Após esse momento de abertura. Convidamos os professores a conhecerem o Gestar II e para isso o coordenador apresentou o Guia Geral através de slides e foi explicando passo a passo o Programa, para que os professores fossem se familiarizando. Em seguida os professores foram convidados a assistirem ao vídeo “O Saber e o Sabor” e logo após foi feita uma discussão sobre o vídeo. Os professores se colocaram sobre o que lhes chamaram à atenção no vídeo, teceram considerações a cerca do conteúdo temático do vídeo. Houve uma discussão muito interessante, nesse momento de socialização do vídeo.

Em seguida, tivemos um intervalo de 20 minutos, no qual foi servido um lanche para os professores, por sinal, delicioso!!!

Voltamos para as salas de aula, neste momento, os cursistas de Língua Portuguesa e Matemática se dividiram. A partir de então, efetivamente iniciamos a nossa caminhada de desbravadores da Língua portuguesa.

Iniciamos nosso primeiro contato, convidando os professores (em número de 10 – Rede Municipal e Estadual) a assistirem um slide reflexivo por título “As sementes”. Pedimos que algum professor se propusesse a lê-lo, e a professora Lena ( como carinhosamente é chamada pelos colegas de profissão) atendeu ao nosso pedido. Fizemos uma reflexão sobre o texto, trouxemo-no para as nossas ações do cotidiano e para o crescimento enquanto pessoa e enquanto profissional da educação.

Como professora-formadora de Língua Portuguesa, mostrei o material e discutimos sobre sua aplicabilidade em sala de aula. Percebi que os professores demonstravam um misto de satisfação e medo, o que é aceitável, pois esta formação vai refletir em sua prática em sala de aula, no entanto, o prazer com que os mesmo discutiam sobre o material me deu a certeza de que estamos diante de um grupo comprometedor com o ensino o que me deixou mais satisfeita ainda em poder participar do Gestar II. Mostrei o que seria trabalhado em cada TP e justifique o fato de estarmos iniciando com a TP3. Ainda neste encontro, que durou 5 horas, simulamos uma aula de leitura partindo do gênero textual Poema, para que assim, pudéssemos instigar o professor-cursista. Discutimos ainda o cronograma, como não chegamos a um consenso, ficou decidido que durante a semana elaboraríamos um cronograma que atendesse em parte às necessidades de todos. Coloquei ainda a relevância de um projeto durante a formação e em seguida foi solicitado (como dever de casa) que os professores lessem a TP3 e fizessem as atividades dos textos de referência. Coloquei-me a disposição para qualquer dúvida, atividades que quisessem realizar em sala de aula, bem como para atendê-los a qualquer momento na SME, no período da manhã.
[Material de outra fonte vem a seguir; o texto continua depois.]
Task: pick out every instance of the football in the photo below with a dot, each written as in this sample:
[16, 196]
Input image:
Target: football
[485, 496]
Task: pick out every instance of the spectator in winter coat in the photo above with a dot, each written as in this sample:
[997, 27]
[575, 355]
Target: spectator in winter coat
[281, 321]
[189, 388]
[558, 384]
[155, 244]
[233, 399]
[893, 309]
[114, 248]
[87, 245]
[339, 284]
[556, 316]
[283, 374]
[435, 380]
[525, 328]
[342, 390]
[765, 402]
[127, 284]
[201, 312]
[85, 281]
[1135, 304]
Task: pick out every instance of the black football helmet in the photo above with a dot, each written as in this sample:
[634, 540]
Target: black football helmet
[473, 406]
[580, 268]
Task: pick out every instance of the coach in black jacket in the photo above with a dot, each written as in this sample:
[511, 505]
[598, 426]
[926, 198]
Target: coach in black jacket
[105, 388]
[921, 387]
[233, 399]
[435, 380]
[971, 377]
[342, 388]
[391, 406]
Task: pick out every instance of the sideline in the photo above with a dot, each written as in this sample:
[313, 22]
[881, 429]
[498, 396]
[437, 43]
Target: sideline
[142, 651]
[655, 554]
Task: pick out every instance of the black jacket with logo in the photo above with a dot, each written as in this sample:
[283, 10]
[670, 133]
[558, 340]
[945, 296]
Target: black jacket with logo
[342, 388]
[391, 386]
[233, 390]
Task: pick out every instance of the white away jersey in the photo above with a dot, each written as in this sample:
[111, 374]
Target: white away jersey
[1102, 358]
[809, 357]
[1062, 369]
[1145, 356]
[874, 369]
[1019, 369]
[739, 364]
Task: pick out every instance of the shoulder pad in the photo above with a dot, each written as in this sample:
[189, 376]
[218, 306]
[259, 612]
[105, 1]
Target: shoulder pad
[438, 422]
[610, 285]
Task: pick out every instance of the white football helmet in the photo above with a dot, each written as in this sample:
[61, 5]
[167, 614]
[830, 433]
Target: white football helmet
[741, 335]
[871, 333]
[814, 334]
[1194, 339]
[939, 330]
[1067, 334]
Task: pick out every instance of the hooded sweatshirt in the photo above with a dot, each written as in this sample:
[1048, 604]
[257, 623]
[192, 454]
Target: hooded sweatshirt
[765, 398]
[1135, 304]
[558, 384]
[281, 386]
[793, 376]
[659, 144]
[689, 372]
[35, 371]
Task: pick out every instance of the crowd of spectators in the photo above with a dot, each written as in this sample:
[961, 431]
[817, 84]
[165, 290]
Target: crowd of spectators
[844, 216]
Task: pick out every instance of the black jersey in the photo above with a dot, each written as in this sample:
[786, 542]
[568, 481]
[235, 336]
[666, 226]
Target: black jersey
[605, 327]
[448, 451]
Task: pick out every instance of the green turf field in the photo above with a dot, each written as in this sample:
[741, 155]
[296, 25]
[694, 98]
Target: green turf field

De modo que o encontro foi muito proveitoso, vimos o interesse de todos os professores envolvidos no Programa, ainda mais pelo fato de todos serem unânimes em perceber que diante do contexto em que vivemos é necessário buscar novas formas de trabalhar com a língua materna para que possamos desenvolver competências comunicativas em nossos alunos.

Por último, houve agradecimentos recíprocos e o próximo encontro ficou para ser definido depois.